Moreover, the values for switching from a value S in the split-tree to the next one are the same between the prediction and the measured performance. This allows us to select the correct number of levels to leave on the MPI tasks by implementing this model in the MPI runtime system.

Fig. 5.

Result of split-tree algorithm with different values of S, for MPI_Ibcast with constant-size buffer of 2 MB on 64 cores (KNL). (Color figure online)

Fig. 6.

Result of split-tree algorithm with different values of S, for MPI_Ireduce with constant-size buffer of 2 MB on KNL (left) and Skylake (right) processors. (Color figure online)

Comparing MPI Implementations. We also compare our algorithm with other MPI implementation such as Intel-MPI and OpenMPI. We ran OpenMPI and Intel-MPI tests with the same compute workload as for our previous experiments. We compare these results to our split-tree algorithm with the S value chosen accordingly to our model. Hence, when the model predicts that an S value is better than another one, this value is automatically applied. For example, on KNL, we switch from S=0 to S=1 for 52 MPI tasks, from S=1 to S=2 for 58 MPI tasks, and from S=2 to S=3 for 62 MPI tasks.

The results for all tested MPI implementation, including our MPC model-based results, are depicted in Fig. 7 for MPI_Ireduce.

We observe that our split-tree algorithm, with the selection of the number of levels left on the MPI tasks based on our model (MPC model-based – green), performs well on KNL and Skylake. On KNL, MPC model-based (green lines) is always better than OpenMPI (purple) and IntelMPI (royalblue). To be fair, we activated for IntelMPI the flags allowing asynchronous progression (I_MPI_ASYNC_PROGRESS and and I_MPI_ASYNC_PROGRESS_PIN), but these flags reduced the performances (skyblue and blue lines) instead of improving them. On Skylake, OpenMPI performs better than on KNL. However, except for last number of MPI tasks, MPC model-based managed to have better performance thanks to the split-tree algorithm.

Very interestingly, we also see that in this case, the best performance is obtained with 50 cores for the KNL and 38 cores for the SKL, meaning that the best trade-off is far from using all the available cores.

Fig. 7.

Result of multiple MPI implementation for MPI_Ireduce with constant-size buffer of 2 MB on KNL (left) and Skylake (right) processors (Y-axis in log scale).

7 Conclusion and Future Work

Overlapping communications with computation is the key to amortize the cost of communications, especially for collective communications which are heavier than point-to-point communications. Approaches for progression relying on a progression thread per task suffer from competition between communication and computation, and approaches relying on a pool of cores dedicated to communication exhibit a slowdown in pure communication time when the collective is folded on few cores.
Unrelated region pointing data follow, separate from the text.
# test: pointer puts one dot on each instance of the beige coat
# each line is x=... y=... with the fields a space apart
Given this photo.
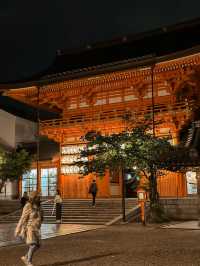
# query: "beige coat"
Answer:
x=28 y=227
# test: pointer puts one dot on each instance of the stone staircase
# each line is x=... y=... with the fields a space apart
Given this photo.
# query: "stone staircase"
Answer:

In this paper, we have proposed a novel algorithm that combines the best of both worlds. It splits the communication tree so as to execute the narrow part of the tree, representing most of its depth, on dedicated communication cores; this part may be fully overlapped with computation. It places the widest part of the tree, which represents a small part of its depth but a large part of the total work, on all applications cores to benefit from parallelism.

We have modeled the algorithm to demonstrate its relevance and to tune its parameter. We have implemented the algorithm in the MPC software and evaluated its performance on manycore processors (Intel KNL and Skylake). Thanks to the excellent accuracy of the model we are able to almost always find the best trade-off between using dedicated CPU cores or application cores and hence exceed the performance of state-of-the-art competitors. Moreover, it is important to notice that our solution is not bound to the MPC runtime system but can be implemented in any MPI library featuring progress threads for communication.

As future work, we plan to extend the approach of our algorithm to inter-node communications, which have a different behavior than intra-node communications considered in this paper. Moreover, we also plan to extend auto-tuning to choose the number of MPI tasks (parameter N) to optimize the overall performance and not only sections with non-blocking collectives.